Sustainability – what it means and how business should engage with the concept – has been a recurring theme over the past few years for my MSc research students at the University of Warwick. Recently I attended a workshop entitled Flourishing is the Outcome at Plymouth University’s Futures Entrepreneurship Centre. It was run by Antony Upward of Edward James Consulting Ltd. An updated set of the slides Antony used are here. He explained that his work was an extension of the business model ontology developed by Alex Osterwalder. Then he showed how the resulting Flourishing Business Canvas and its associated toolkit enable us to describe strongly sustainable business models, i.e. businesses which are sufficiently profitable while simultaneously creating social and environmental benefits. I was impressed: the approach ties together the various strands in a beautifully elegant way.

Two of my students this year are doing an MSc in Innovation and Entrepreneurship. Their projects require each to develop a business model and the Flourishing Business Canvas might be an excellent tool for that purpose.
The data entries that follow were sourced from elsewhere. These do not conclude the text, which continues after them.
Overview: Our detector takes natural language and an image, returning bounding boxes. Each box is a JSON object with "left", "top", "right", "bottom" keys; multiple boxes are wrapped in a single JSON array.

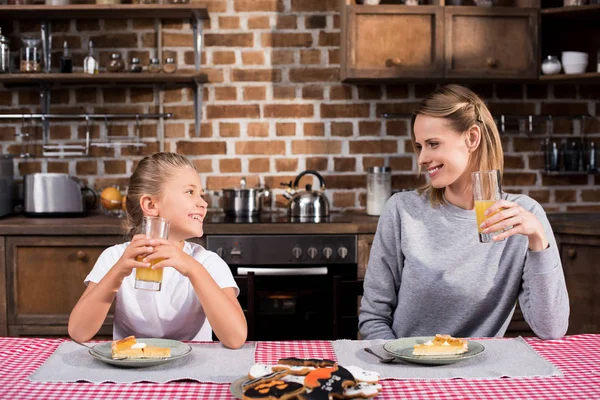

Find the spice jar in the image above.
[
  {"left": 106, "top": 53, "right": 125, "bottom": 72},
  {"left": 148, "top": 58, "right": 162, "bottom": 73},
  {"left": 367, "top": 167, "right": 392, "bottom": 215},
  {"left": 129, "top": 57, "right": 142, "bottom": 72},
  {"left": 20, "top": 37, "right": 42, "bottom": 72},
  {"left": 163, "top": 57, "right": 177, "bottom": 74},
  {"left": 0, "top": 28, "right": 10, "bottom": 73}
]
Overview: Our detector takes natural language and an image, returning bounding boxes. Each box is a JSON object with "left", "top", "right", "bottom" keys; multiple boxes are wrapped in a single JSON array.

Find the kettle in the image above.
[{"left": 282, "top": 170, "right": 329, "bottom": 222}]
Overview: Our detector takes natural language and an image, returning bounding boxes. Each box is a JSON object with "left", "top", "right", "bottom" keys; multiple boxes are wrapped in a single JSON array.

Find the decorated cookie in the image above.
[
  {"left": 345, "top": 365, "right": 379, "bottom": 383},
  {"left": 242, "top": 371, "right": 287, "bottom": 392},
  {"left": 243, "top": 379, "right": 304, "bottom": 400},
  {"left": 344, "top": 382, "right": 381, "bottom": 399},
  {"left": 279, "top": 357, "right": 337, "bottom": 368},
  {"left": 300, "top": 365, "right": 356, "bottom": 400}
]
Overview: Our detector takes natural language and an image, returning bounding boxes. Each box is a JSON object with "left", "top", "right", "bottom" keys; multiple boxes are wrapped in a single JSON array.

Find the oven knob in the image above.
[{"left": 292, "top": 247, "right": 302, "bottom": 259}]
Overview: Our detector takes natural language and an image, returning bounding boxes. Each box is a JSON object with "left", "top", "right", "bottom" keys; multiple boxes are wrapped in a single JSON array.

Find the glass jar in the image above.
[
  {"left": 0, "top": 28, "right": 10, "bottom": 73},
  {"left": 19, "top": 37, "right": 42, "bottom": 73},
  {"left": 106, "top": 53, "right": 125, "bottom": 72},
  {"left": 367, "top": 167, "right": 392, "bottom": 215},
  {"left": 129, "top": 57, "right": 142, "bottom": 72},
  {"left": 148, "top": 58, "right": 162, "bottom": 73},
  {"left": 542, "top": 56, "right": 562, "bottom": 75},
  {"left": 163, "top": 57, "right": 177, "bottom": 74}
]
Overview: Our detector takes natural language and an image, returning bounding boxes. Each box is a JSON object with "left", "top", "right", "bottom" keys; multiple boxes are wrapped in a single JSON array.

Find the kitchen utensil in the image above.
[
  {"left": 24, "top": 173, "right": 97, "bottom": 217},
  {"left": 364, "top": 347, "right": 396, "bottom": 364},
  {"left": 282, "top": 170, "right": 329, "bottom": 222},
  {"left": 222, "top": 178, "right": 269, "bottom": 217}
]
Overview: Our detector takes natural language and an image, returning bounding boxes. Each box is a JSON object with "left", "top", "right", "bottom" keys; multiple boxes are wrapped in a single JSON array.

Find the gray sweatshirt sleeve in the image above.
[
  {"left": 358, "top": 196, "right": 403, "bottom": 340},
  {"left": 519, "top": 203, "right": 569, "bottom": 339}
]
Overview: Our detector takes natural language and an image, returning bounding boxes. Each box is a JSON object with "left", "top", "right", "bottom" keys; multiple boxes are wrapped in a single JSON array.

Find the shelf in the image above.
[
  {"left": 540, "top": 72, "right": 600, "bottom": 84},
  {"left": 0, "top": 71, "right": 208, "bottom": 85},
  {"left": 0, "top": 4, "right": 208, "bottom": 20},
  {"left": 540, "top": 4, "right": 600, "bottom": 19}
]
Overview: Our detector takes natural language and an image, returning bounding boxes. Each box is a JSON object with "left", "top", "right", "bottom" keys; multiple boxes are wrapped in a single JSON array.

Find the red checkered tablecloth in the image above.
[{"left": 0, "top": 335, "right": 600, "bottom": 400}]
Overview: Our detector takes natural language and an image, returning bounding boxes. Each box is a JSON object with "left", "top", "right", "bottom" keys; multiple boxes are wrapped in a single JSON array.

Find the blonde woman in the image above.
[{"left": 359, "top": 85, "right": 569, "bottom": 339}]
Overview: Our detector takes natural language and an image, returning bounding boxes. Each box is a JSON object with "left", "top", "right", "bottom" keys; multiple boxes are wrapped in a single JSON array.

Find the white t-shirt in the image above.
[{"left": 84, "top": 242, "right": 239, "bottom": 341}]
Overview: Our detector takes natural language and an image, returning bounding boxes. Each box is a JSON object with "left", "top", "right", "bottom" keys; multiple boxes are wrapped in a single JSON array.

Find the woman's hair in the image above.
[
  {"left": 411, "top": 85, "right": 504, "bottom": 206},
  {"left": 123, "top": 152, "right": 196, "bottom": 239}
]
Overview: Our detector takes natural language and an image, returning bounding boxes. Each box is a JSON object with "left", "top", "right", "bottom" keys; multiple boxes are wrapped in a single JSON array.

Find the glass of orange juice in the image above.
[
  {"left": 135, "top": 217, "right": 170, "bottom": 291},
  {"left": 471, "top": 169, "right": 502, "bottom": 243}
]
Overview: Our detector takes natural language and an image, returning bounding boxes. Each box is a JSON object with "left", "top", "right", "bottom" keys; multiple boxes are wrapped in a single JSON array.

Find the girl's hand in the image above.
[
  {"left": 144, "top": 239, "right": 199, "bottom": 278},
  {"left": 481, "top": 200, "right": 548, "bottom": 251},
  {"left": 113, "top": 235, "right": 155, "bottom": 278}
]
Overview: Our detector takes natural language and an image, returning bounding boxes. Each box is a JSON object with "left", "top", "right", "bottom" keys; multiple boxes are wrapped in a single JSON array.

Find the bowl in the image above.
[{"left": 563, "top": 61, "right": 587, "bottom": 74}]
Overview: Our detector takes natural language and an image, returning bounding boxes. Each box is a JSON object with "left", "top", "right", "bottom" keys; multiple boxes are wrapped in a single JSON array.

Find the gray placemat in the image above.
[
  {"left": 332, "top": 337, "right": 563, "bottom": 380},
  {"left": 29, "top": 342, "right": 256, "bottom": 383}
]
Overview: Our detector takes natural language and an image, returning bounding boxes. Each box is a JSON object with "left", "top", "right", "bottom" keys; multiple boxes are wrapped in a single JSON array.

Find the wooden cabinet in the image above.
[
  {"left": 341, "top": 0, "right": 539, "bottom": 82},
  {"left": 444, "top": 7, "right": 538, "bottom": 79},
  {"left": 5, "top": 236, "right": 122, "bottom": 336},
  {"left": 342, "top": 5, "right": 444, "bottom": 80}
]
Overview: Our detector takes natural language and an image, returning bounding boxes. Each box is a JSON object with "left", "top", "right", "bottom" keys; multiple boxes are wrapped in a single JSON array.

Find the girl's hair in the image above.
[
  {"left": 411, "top": 85, "right": 504, "bottom": 206},
  {"left": 123, "top": 152, "right": 196, "bottom": 239}
]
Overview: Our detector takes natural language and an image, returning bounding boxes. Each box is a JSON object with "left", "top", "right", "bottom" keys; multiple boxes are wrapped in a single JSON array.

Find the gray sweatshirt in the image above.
[{"left": 359, "top": 191, "right": 569, "bottom": 339}]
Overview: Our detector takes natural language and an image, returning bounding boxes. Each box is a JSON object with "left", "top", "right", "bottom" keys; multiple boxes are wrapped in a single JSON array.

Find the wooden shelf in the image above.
[
  {"left": 0, "top": 71, "right": 208, "bottom": 85},
  {"left": 0, "top": 4, "right": 208, "bottom": 20},
  {"left": 540, "top": 72, "right": 600, "bottom": 84}
]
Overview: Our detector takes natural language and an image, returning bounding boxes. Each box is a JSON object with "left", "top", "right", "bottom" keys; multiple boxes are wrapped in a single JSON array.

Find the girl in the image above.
[
  {"left": 359, "top": 85, "right": 569, "bottom": 339},
  {"left": 69, "top": 153, "right": 247, "bottom": 348}
]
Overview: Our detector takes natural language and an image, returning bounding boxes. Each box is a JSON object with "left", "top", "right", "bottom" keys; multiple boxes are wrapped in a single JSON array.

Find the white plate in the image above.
[
  {"left": 383, "top": 336, "right": 485, "bottom": 365},
  {"left": 89, "top": 338, "right": 192, "bottom": 368}
]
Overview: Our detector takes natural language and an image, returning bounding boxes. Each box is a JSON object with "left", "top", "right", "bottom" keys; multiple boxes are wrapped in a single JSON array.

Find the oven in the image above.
[{"left": 206, "top": 234, "right": 357, "bottom": 340}]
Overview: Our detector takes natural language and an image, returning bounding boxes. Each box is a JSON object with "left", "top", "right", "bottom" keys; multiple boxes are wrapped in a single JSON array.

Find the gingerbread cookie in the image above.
[
  {"left": 345, "top": 365, "right": 380, "bottom": 383},
  {"left": 243, "top": 379, "right": 304, "bottom": 400}
]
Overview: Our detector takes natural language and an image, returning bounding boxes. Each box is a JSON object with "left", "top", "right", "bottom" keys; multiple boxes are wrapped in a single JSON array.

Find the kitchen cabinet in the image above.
[
  {"left": 342, "top": 5, "right": 444, "bottom": 80},
  {"left": 3, "top": 236, "right": 122, "bottom": 336},
  {"left": 341, "top": 0, "right": 538, "bottom": 82}
]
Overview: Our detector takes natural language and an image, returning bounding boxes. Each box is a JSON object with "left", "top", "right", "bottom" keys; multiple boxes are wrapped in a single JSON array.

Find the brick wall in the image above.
[{"left": 0, "top": 0, "right": 600, "bottom": 211}]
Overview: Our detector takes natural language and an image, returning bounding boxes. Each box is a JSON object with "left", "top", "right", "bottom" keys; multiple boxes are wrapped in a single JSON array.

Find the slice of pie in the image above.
[
  {"left": 413, "top": 334, "right": 469, "bottom": 356},
  {"left": 111, "top": 336, "right": 171, "bottom": 358}
]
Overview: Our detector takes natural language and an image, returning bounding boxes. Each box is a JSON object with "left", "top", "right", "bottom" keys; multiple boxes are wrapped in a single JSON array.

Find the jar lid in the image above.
[{"left": 369, "top": 167, "right": 392, "bottom": 174}]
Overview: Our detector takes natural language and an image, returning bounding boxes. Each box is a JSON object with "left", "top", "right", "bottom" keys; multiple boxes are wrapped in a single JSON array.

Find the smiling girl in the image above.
[
  {"left": 359, "top": 85, "right": 569, "bottom": 339},
  {"left": 69, "top": 153, "right": 247, "bottom": 348}
]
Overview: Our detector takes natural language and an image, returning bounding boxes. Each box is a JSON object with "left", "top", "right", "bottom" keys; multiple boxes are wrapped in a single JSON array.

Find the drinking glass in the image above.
[
  {"left": 471, "top": 169, "right": 502, "bottom": 243},
  {"left": 135, "top": 217, "right": 170, "bottom": 291}
]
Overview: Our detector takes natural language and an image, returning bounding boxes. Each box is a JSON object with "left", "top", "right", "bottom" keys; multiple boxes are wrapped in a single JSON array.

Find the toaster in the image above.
[{"left": 23, "top": 173, "right": 97, "bottom": 217}]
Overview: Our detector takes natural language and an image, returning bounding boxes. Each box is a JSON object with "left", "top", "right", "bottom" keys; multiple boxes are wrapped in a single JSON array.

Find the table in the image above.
[{"left": 0, "top": 334, "right": 600, "bottom": 400}]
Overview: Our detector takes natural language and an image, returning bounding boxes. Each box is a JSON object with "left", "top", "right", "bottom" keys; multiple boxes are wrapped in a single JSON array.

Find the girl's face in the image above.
[
  {"left": 414, "top": 115, "right": 471, "bottom": 189},
  {"left": 157, "top": 167, "right": 208, "bottom": 241}
]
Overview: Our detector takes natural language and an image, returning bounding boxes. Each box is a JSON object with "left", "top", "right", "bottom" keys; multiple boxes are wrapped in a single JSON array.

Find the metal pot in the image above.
[{"left": 223, "top": 178, "right": 269, "bottom": 217}]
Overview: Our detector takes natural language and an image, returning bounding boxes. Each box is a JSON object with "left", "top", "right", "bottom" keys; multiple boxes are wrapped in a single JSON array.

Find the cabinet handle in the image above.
[
  {"left": 76, "top": 250, "right": 87, "bottom": 261},
  {"left": 385, "top": 57, "right": 402, "bottom": 67},
  {"left": 485, "top": 57, "right": 498, "bottom": 68}
]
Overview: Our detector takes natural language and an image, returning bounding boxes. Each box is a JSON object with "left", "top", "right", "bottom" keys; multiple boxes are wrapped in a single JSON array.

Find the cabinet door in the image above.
[
  {"left": 444, "top": 7, "right": 538, "bottom": 79},
  {"left": 6, "top": 236, "right": 122, "bottom": 336},
  {"left": 342, "top": 5, "right": 443, "bottom": 81},
  {"left": 560, "top": 236, "right": 600, "bottom": 335}
]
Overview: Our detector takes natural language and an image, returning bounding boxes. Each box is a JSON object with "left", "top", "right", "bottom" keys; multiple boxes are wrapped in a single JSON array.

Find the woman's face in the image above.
[{"left": 414, "top": 115, "right": 471, "bottom": 189}]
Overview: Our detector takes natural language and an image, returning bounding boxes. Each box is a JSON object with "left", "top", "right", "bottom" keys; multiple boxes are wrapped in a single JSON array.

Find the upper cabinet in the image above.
[
  {"left": 341, "top": 0, "right": 539, "bottom": 82},
  {"left": 342, "top": 5, "right": 444, "bottom": 80},
  {"left": 444, "top": 7, "right": 538, "bottom": 79}
]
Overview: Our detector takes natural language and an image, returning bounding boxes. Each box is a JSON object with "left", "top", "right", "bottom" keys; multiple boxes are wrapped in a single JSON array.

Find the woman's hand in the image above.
[
  {"left": 113, "top": 235, "right": 155, "bottom": 279},
  {"left": 143, "top": 239, "right": 199, "bottom": 278},
  {"left": 481, "top": 200, "right": 548, "bottom": 251}
]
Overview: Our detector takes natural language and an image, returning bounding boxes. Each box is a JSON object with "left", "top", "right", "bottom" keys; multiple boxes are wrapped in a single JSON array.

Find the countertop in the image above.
[{"left": 0, "top": 212, "right": 600, "bottom": 236}]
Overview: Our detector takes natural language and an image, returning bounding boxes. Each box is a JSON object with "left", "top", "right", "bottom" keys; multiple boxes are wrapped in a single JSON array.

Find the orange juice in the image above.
[{"left": 475, "top": 200, "right": 496, "bottom": 233}]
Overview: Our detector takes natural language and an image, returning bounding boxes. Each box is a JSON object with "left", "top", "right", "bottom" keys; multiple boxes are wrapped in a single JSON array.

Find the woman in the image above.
[{"left": 359, "top": 85, "right": 569, "bottom": 339}]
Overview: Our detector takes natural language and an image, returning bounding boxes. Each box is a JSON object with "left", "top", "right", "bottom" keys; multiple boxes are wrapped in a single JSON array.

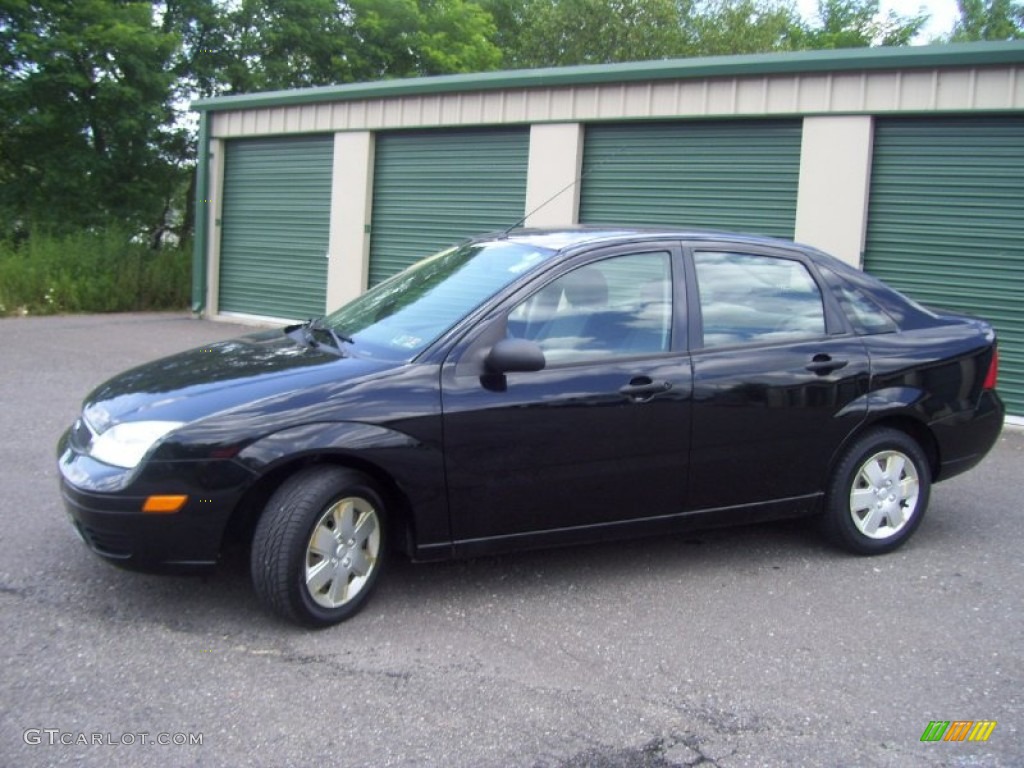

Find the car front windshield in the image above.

So I have approached Antony to explore the possibility of us joining his group of First Explorers who, in return for giving feedback on their experience using the tool (so that it can be improved) get a free license to use the Flourishing Business Innovation Toolkit including the Canvas. Background information about all this is in the links below.

Three minute video to introduce the ideas
A 300 word explanation in plain English
One page overview of the research project
A deeper dive into the ideas
Details of the evaluation process

Antony presented a colloquium covering the research behind the Flourishing Business Canvas on 5 December at the University of Hamburg.  The Prezi presentation he made is here and the video of the presentation is available here.